東関道水戸線の連絡調整会議 休憩施設候補地に2カ所

[2021/1/9 茨城版]
 国土交通省やNEXCO東日本などの事業者、および県や沿線の関係自治体などで構成する「東関東自動車道水戸線(潮来~鉾田)事業連絡調整会議」の第3回会合が昨年12月に開かれ、事業の進捗状況や休憩施設の状況などについて意見を交換した。このうち休憩施設は、9月の第2回会合で行方市域(麻生IC~北浦IC間)を候補地とすることを確認していたが、今回は候補地として2カ所が示され、今後は施設形態や地域振興施設などの検討を行いながら候補地の選定を進めていく。

 事業連絡調整会議は地元の県、市と事業の進捗状況や事業実施に向けた課題などの情報共有を図り、事業をより一層推進することを目的に設置するもので、19年12月に初会合を開いた。東関東自動車道水戸線の現在事業中の当該区間(延長30.9km)は、用地を取得した箇所から順次工事に着手しているが、用地取得の目途が立たない状況となっている箇所もあるため、土地収用法に基づく事業認定の申請を行いながら、事業の速やかな進捗を目指している。

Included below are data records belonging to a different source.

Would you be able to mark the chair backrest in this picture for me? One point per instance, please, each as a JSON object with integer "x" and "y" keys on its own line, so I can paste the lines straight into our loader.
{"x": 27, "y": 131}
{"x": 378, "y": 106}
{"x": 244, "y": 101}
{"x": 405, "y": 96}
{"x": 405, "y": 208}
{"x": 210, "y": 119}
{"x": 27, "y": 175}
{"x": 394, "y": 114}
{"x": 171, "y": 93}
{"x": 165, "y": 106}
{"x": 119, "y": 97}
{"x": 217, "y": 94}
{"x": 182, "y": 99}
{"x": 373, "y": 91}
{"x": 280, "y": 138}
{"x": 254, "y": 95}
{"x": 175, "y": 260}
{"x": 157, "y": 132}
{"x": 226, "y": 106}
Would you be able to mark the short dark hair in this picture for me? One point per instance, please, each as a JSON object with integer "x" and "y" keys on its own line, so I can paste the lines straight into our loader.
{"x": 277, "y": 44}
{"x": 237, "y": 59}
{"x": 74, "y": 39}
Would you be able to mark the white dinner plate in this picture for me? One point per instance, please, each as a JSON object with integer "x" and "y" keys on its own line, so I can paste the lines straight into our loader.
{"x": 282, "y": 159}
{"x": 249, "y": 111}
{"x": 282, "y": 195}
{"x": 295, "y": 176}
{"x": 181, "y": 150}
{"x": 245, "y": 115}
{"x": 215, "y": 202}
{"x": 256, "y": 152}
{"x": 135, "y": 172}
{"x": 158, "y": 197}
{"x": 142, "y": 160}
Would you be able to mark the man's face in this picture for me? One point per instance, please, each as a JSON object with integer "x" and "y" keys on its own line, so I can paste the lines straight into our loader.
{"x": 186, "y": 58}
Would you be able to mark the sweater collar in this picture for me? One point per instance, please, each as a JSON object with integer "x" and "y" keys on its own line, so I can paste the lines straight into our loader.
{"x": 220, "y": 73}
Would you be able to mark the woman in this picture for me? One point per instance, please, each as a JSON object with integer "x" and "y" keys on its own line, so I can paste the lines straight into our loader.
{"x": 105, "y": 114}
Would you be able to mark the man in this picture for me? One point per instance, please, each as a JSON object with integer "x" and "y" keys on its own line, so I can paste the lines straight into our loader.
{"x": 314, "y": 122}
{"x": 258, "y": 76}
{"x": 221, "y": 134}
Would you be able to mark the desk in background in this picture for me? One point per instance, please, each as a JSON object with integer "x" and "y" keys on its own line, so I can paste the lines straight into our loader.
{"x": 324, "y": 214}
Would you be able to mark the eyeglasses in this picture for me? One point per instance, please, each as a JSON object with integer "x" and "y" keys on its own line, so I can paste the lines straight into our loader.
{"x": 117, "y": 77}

 今回の会合は前回に引き続き、事業の進捗状況に関する報告や休憩施設の整備などについて確認した。事業の進捗状況は、施工中箇所の横断函渠・本線函渠・地盤改良・調整池・橋梁上部・橋梁下部工事などが報告された。

 また休憩施設は、道路利用者へのサービス向上の観点から計画するもので、これに加え沿線自治体の振興にも大きく貢献すると期待されるため、地域振興施設併設型の休憩施設を基本に検討している。前回は、行方市内への設置が示された。

 設置場所の検討に当たっては、▽利便性(既存休憩施設からの施設間隔)▽安全性▽土地利用状況▽施工性▽経済性(整備コスト)▽地域振興施設併設の適用性──などを考慮し、総合的な観点から候補地に青沼地内の水戸鉾田佐原線との交差箇所と、両宿地内の国道354号との交差箇所の2カ所が示された。

 休憩施設の整備にあたり、沿線自治体からは「道路利用者の利便性向上に加え、沿線自治体が連携して農産物などの地域資源を有効に活用でき、地域振興がより一層促進される拠点となるよう設置位置を検討してほしい」との意見が出された。これらの意見も踏まえ、今後は具体的な設置候補箇所や休憩施設の整備形態、地域振興施設の併設について、県や沿線自治体、事業者が相互に協力しながら引き続き検討・調整を進めていく。